A disparate array of groups are likely the source of the violence, they say. These include Baath Party political loyalists, Fedayeen Saddam guerrilla groups, and international terrorists.
Some of these terrorists "have connections to Iran," said L. Paul Bremer, the top US administrator in Iraq, in a Baghdad briefing July 1. "Some have connections to Al Qaeda. Some are from other countries in the region."
Whatever their source, the attacks have begun to take a steady toll of casualties.
At time of writing on Monday, three American soldiers had been killed over the previous 24 hours.
Early Sunday one GI was shot point-blank as he walked through Baghdad University, whose southern Baghdad campus had been considered a relatively safe area.
Then on Monday gunmen ambushed a US platoon in northern Baghdad's Adhamiyah neighborhood, killing one. Later a homemade bomb tossed at a US convoy in roughly the same area of the city killed another American service member. Also on Monday, in the town of Ramadi, 60 miles west of Iraq's capital, someone fired a rocket-propelled grenade (RPG) at another US convoy. Four were wounded.

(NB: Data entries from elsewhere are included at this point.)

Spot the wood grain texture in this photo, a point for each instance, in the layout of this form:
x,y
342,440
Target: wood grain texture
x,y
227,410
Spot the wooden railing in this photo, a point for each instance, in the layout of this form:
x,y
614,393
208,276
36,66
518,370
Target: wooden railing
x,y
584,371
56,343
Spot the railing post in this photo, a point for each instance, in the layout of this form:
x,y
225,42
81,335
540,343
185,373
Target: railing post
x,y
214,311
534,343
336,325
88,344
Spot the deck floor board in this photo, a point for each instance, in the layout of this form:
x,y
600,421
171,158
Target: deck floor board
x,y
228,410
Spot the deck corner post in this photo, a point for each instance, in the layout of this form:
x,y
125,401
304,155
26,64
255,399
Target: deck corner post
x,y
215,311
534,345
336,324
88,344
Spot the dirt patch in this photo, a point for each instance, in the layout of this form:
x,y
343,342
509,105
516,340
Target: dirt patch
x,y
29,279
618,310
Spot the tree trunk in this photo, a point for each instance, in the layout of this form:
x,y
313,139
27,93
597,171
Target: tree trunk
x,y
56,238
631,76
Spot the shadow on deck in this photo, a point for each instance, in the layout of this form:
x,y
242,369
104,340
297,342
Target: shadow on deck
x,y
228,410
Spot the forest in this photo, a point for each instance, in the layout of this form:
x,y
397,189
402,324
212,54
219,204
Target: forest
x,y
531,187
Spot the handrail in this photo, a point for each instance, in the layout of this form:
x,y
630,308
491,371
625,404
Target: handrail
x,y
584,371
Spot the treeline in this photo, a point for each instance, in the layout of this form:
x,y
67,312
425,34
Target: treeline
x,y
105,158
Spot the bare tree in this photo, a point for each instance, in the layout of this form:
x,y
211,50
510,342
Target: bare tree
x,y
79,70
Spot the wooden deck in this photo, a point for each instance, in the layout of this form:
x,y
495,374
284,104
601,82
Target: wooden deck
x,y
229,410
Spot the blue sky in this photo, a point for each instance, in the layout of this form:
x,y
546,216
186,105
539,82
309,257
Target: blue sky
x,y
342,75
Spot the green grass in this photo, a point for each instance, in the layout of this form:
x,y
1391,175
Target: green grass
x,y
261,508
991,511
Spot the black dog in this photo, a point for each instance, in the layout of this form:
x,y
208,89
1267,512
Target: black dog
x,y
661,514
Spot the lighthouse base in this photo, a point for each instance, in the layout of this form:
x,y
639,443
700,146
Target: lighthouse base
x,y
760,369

Whether these attacks are directed by some central authority or not, they have the effect of undermining American authority, says military expert and retired Air Force Col. Sam Gardiner.
The rapid American invasion of Iraq and the quick ascension of US power in Baghdad created an aura of overwhelming strength. Perhaps inevitably, that aura has now been tarnished.
"A small number of attacks showed that the Americans were vulnerable," says Gardiner.